Poco preocupa el mote y poco preocupa que lo usen un grupillo de personas tristes que lo reproducen desde el sótano de sus padres (quienes seguramente son baby boomers). Sin embargo, el tema da para la reflexión: estas personas sienten mayor empatía por su generación que por la propia especie humana. Les parece aceptable menospreciar la pandemia porque —según ellos— afecta a una generación a la cual no pertenecen y con la cual no quieren tener nada que ver. Es como si estuviéramos hablando de tribus.

Todo este asunto nos recuerda que las religiones no son lo que causa la intolerancia; tampoco lo son los equipos de futbol ni los partidos políticos sino nuestra necedad de pertenecer a tribus que se devoran entre sí. Dejemos como epílogo el meditar sobre la idea de Julián Marías: “La vida humana es temporal y sucesiva”.

 

Manchamanteles

Poco a poco, las redes sociales van ganando espacio en nuestras vidas. Cada vez les cedemos muchas más áreas de nuestro desarrollo: socialización, búsqueda de pareja, acceso a la información, educación —hay profesores, en esta pandemia, que no dan clases a alumnos que no usen Facebook— y, ahora, también la gestión del trabajo.

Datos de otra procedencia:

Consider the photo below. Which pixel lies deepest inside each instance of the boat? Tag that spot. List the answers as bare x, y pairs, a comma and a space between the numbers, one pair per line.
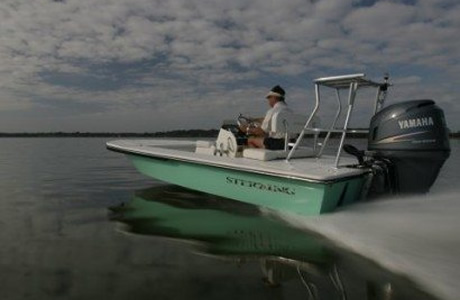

Asana, la aplicación fundada por uno de los también fundadores de Facebook, llega para para clavar la bandera en uno de los ámbitos más trastocados de la vida, y —seguramente— también para decirnos que “el trabajo nos hará libres” siempre y cuando su flujo permita inflar a un gigante más en Silicon Valley.

 

Narciso el obsceno

Sergio Fernández (1926-2020) hace una vívida descripción de Narciso en su obra Los desfiguros de mi corazón (1983): “Imbuido de sí, ha paralizado, con el coro de las Leghorn arrebatándole las migajas; coro vicioso, estulto; quitándole uno y otro pedazo de tortilla remojada en agua; aquel otro maíz amarillo o violeta igual a las carúnculas cuando, enfurecido o pleno de un aura erótica, no lo supe jamás carraspeó persiguiendo invisibles sucesos posados en su infinito cerebro azul, a veces lívido, de moribundo. Es Narciso, Caramelo, es Narciso. Si uno lo ve de fondo, así debió haber sido el niño aquel, al lado de la fuente: desafiantemente pasivo, imbécil, dale que dale con su espejo de amor que, al fin y al cabo, se termina en él mismo. Guadalupe Amor colgó”.